Full-text searching
Construct a full-text index of all supported document types, including
PDF, HTML and UNIX manual pages,
and execute searches on it.
These search and index tools interface Multivalent's support for many document formats with
Doug Cutting's excellent
Lucene
search engine.
Install Lucene's JAR, version 1.3 or later (which is named something like lucene-1.4-final.jar
),
and add the complete path includig the Lucene JAR name it to your CLASSPATH environment variable or specify
it with invoking a tool withthe -classpath
command-line optin.
Index Options
java tool.lucene.Index [options] files-and-directories-to-index
- -new —
create new index.
Otherwise the index is incrementally updated.
- -refresh --
for every document in the index,
see if it has been modified or deleted,
and update the index accordingly.
No new files are added
(any
files-and-directories-to-index
are ignored.)
- -index directory --
directory in which to find the index created above.
Default: directory named
.lucene
in the user's home directory.
- -exclude regular-expression --
do not index any file whose path matches regular-expression
Search Options
java tool.lucene.Search [options] expression-to-search-for
- -index directory --
directory in which to place the index.
Default: directory named
.lucene
in the user's home directory.
- -maxhits number --
limit number of hits displayed to number of them.
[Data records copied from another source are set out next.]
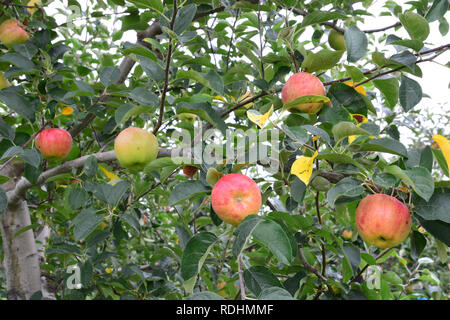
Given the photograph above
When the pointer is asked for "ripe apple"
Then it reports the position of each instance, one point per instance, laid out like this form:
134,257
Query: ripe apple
189,170
336,40
347,234
4,83
302,84
187,117
234,197
11,33
54,143
33,3
135,148
382,220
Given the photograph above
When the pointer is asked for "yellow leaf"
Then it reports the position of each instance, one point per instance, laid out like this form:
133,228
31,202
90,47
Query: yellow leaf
113,179
221,98
303,166
359,89
444,145
259,119
67,111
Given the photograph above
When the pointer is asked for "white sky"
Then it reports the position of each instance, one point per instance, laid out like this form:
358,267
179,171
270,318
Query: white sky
436,78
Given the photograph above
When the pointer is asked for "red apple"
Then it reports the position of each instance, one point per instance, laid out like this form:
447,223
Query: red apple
234,197
135,148
303,84
336,40
4,83
54,143
12,33
383,220
189,170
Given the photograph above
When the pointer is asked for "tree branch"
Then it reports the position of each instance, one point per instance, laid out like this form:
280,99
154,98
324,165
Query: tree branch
23,185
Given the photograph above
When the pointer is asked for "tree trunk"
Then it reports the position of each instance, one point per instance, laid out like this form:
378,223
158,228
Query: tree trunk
21,261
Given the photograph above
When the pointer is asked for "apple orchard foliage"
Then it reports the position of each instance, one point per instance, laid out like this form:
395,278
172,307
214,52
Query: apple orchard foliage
152,234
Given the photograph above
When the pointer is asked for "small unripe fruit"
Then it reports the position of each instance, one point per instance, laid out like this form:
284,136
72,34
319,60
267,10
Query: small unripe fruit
336,40
135,148
212,176
11,33
234,197
189,170
382,220
4,83
303,84
54,143
320,184
187,117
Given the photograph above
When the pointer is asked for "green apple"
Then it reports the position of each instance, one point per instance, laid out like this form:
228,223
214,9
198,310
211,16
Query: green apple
135,148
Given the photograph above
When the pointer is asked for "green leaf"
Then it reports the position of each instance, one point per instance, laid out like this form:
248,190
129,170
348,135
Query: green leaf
389,88
3,201
18,103
321,16
416,25
111,194
205,295
109,75
205,112
258,278
423,182
298,190
386,145
275,237
84,223
243,233
152,69
184,17
410,93
344,129
418,243
31,156
439,229
405,58
323,60
436,208
194,255
356,43
6,131
185,190
151,4
215,81
306,99
347,188
437,10
90,166
77,198
275,293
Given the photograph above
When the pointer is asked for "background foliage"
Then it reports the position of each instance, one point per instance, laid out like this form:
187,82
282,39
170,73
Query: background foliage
153,234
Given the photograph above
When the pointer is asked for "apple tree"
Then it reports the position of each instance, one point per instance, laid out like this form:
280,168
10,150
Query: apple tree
207,78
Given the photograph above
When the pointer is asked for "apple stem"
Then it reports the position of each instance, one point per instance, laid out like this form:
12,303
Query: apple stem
241,278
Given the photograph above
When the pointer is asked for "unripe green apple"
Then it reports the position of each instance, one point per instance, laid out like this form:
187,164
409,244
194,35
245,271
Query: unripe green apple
212,176
234,197
382,220
4,83
54,143
135,148
187,117
320,184
336,40
11,33
189,170
303,84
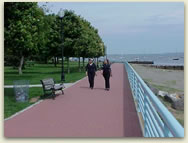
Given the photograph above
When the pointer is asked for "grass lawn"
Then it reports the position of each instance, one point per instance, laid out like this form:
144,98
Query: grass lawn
34,75
41,71
10,104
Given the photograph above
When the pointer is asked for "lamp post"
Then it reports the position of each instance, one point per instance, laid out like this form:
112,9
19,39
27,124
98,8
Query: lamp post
61,15
106,52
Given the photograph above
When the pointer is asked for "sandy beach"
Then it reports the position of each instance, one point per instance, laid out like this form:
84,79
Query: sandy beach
162,79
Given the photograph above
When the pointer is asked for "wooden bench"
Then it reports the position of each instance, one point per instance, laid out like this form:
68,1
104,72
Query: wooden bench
49,85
The special case -hits all
displays all hits.
Default: 10.
- expression-to-search-for --
Single words/terms are given as is, phrases are surrounded by double quotes,
and boolean are composed with AND and OR.
See Lucene query syntax
for more sophisticated searches.
Fielded searches can refer to the fields
uri
to limit searches based on filename,
body
for body text,
and mod
to limit searches based on file last modification date.
At this time full-text searching is not available graphically through
the browser.